Dinlerin yanı sıra felsefe tarihinde de ele alınan bu problemi mantıksal bir kanıt olarak ilk defa formülleştirenin Epiküros (ö. M.Ö. 270) olduğu söylenir. M.S. II. yüzyılda yaşamış Lactantius’un aktarımına göre Epiküros kötülük problemini bir ikilem biçiminde şöyle formüle etmiştir: “Tanrı, ya kötülükleri ortadan kaldırmak ister de, kaldıramaz; veya kaldırabilir, ama kaldırmak istemez; ya da ne kaldırmak ister ne de kaldırabilir, yahut da hem kaldırmayı ister hem de kaldırabilir. Eğer ortadan kaldırmak istiyor da kaldıramıyorsa, O güçsüzdür; ki bu durum Tanrı’nın karakteriyle uyuşmaz; eğer ortadan kaldırabiliyor fakat kaldırmak istemiyorsa, O kıskançtır; ki bu da aynı şekilde Tanrı ile uyuşmaz; eğer ne ortadan kaldırmayı istiyor ne de kaldırabiliyorsa, hem kıskanç hem güçsüzdür, bu durumda da, Tanrı değildir; eğer hem ortadan kaldırmayı istiyor hem de kaldırabiliyorsa -ki yalnızca bu Tanrı’ya uygundur-, o zaman kötülüklerin kaynağı nedir?
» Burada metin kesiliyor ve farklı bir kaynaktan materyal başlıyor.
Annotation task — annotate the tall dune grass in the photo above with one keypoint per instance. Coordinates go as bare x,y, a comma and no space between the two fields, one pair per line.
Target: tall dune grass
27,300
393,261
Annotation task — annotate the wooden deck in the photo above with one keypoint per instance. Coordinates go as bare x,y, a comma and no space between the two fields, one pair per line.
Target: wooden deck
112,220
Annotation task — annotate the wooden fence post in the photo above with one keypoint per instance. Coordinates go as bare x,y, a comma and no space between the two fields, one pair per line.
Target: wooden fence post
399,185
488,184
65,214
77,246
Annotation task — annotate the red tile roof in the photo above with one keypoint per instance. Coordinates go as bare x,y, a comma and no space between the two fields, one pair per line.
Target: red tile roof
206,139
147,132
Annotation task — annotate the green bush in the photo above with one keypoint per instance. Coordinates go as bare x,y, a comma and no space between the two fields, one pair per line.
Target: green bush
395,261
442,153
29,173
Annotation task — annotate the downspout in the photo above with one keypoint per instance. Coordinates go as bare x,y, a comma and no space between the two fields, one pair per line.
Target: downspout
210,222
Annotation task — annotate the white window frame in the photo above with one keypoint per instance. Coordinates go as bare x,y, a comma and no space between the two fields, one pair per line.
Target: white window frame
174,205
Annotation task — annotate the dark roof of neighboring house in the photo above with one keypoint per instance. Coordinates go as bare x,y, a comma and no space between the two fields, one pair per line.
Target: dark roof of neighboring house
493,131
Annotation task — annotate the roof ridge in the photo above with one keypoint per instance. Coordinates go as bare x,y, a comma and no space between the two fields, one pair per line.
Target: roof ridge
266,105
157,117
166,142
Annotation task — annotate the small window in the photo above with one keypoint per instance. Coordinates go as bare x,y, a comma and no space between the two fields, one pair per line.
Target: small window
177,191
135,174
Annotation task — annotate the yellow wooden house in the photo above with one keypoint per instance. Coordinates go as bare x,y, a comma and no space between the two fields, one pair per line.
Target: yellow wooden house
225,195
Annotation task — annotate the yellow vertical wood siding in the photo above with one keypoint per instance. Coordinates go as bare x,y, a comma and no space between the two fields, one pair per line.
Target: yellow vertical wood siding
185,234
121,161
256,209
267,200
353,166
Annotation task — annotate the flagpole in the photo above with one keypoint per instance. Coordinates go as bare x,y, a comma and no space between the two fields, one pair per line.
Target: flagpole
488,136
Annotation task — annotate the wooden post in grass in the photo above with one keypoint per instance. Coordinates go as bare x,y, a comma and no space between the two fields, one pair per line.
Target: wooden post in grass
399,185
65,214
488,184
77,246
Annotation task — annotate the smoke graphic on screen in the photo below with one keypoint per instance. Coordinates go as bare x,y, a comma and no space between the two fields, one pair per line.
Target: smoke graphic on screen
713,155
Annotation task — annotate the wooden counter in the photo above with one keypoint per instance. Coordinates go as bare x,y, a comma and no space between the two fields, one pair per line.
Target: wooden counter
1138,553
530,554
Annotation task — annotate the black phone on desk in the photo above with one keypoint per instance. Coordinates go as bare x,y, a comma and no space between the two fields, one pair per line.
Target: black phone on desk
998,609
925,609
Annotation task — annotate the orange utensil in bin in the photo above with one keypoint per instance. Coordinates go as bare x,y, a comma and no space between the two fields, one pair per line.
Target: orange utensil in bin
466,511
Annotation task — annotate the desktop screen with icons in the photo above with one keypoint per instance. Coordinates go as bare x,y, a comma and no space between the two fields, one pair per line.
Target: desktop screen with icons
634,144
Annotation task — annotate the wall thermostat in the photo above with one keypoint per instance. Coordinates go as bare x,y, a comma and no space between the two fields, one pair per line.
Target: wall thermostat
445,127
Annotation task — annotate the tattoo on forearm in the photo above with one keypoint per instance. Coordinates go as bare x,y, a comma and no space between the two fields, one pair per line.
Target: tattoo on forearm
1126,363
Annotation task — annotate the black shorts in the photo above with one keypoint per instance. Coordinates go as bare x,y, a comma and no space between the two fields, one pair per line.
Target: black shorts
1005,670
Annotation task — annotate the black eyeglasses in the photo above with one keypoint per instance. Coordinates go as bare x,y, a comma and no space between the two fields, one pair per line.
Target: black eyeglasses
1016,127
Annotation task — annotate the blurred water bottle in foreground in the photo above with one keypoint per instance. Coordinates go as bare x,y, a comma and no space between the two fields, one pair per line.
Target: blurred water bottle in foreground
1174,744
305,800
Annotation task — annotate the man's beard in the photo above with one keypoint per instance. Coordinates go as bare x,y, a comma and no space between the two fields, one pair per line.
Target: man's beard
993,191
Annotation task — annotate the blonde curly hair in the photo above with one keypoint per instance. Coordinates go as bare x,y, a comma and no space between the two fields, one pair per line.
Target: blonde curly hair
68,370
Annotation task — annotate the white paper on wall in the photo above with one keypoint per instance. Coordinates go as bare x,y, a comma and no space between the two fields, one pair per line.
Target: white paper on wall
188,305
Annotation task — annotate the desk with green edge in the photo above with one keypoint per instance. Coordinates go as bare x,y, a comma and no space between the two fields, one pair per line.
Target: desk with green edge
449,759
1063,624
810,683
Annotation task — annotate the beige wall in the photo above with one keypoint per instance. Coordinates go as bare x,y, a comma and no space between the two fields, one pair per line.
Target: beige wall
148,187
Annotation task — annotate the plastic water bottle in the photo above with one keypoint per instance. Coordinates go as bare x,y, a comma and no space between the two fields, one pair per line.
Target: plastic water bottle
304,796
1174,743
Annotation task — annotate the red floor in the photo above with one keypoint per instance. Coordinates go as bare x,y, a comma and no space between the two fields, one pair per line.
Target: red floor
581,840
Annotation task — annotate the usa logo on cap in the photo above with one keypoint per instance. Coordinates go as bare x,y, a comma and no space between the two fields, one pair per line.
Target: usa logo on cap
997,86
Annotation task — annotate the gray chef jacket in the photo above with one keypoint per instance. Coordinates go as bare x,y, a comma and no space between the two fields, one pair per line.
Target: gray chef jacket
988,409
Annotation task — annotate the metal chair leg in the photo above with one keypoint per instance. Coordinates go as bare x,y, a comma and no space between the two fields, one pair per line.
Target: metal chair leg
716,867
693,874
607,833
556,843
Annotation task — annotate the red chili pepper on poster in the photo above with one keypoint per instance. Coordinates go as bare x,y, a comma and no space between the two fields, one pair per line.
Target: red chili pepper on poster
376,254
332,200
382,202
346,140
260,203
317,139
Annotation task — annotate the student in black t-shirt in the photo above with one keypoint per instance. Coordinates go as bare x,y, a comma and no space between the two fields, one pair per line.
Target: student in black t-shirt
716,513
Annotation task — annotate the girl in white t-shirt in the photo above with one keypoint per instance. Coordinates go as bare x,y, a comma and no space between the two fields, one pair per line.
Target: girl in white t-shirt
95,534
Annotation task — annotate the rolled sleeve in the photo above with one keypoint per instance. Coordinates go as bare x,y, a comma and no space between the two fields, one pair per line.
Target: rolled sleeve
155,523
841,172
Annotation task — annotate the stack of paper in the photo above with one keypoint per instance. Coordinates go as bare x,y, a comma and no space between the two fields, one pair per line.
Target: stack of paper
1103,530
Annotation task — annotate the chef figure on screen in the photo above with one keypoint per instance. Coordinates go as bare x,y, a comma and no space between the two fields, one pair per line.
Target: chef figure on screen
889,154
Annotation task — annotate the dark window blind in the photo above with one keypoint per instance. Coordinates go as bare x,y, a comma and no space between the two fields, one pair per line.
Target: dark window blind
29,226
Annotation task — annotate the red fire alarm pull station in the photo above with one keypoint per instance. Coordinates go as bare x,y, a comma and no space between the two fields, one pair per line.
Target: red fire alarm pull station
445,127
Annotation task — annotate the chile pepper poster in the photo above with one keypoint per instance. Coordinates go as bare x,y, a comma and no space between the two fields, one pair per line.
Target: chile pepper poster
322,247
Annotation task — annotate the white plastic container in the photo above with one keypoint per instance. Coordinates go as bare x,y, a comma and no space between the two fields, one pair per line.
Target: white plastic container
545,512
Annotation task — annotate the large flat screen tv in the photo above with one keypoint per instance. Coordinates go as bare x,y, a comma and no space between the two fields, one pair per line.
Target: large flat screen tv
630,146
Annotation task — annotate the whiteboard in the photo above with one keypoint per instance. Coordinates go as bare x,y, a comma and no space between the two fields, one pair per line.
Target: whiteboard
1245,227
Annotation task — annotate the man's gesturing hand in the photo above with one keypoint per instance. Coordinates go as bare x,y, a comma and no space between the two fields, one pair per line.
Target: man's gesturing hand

Ya da o kötülükleri niçin ortadan kaldırmamaktadır?”
Pascal
3. Pascal’ın Bahsi
Felsefe tarihinde ilk defa “Sanki Felsefesi’nin” izlerini ve motiflerini Blaise Pascal’da görmekteyiz. Pascal’ın Bahsin’de amaç, Tanrının varlığını kanıtlamak değil, sanki Tanrı varmış gibi davranmanın bize sağlayacağı yararları ortaya koymak, oradan sanki felsefesine bir yol bulmak veya ona zemin hazırlamaktır. Dolayısıyla bu bahis, Tanrıya iman etmenin doğru olduğunu değil, bunun yararlı ve meşru bir şey olduğunu ortaya koyma amacındadır.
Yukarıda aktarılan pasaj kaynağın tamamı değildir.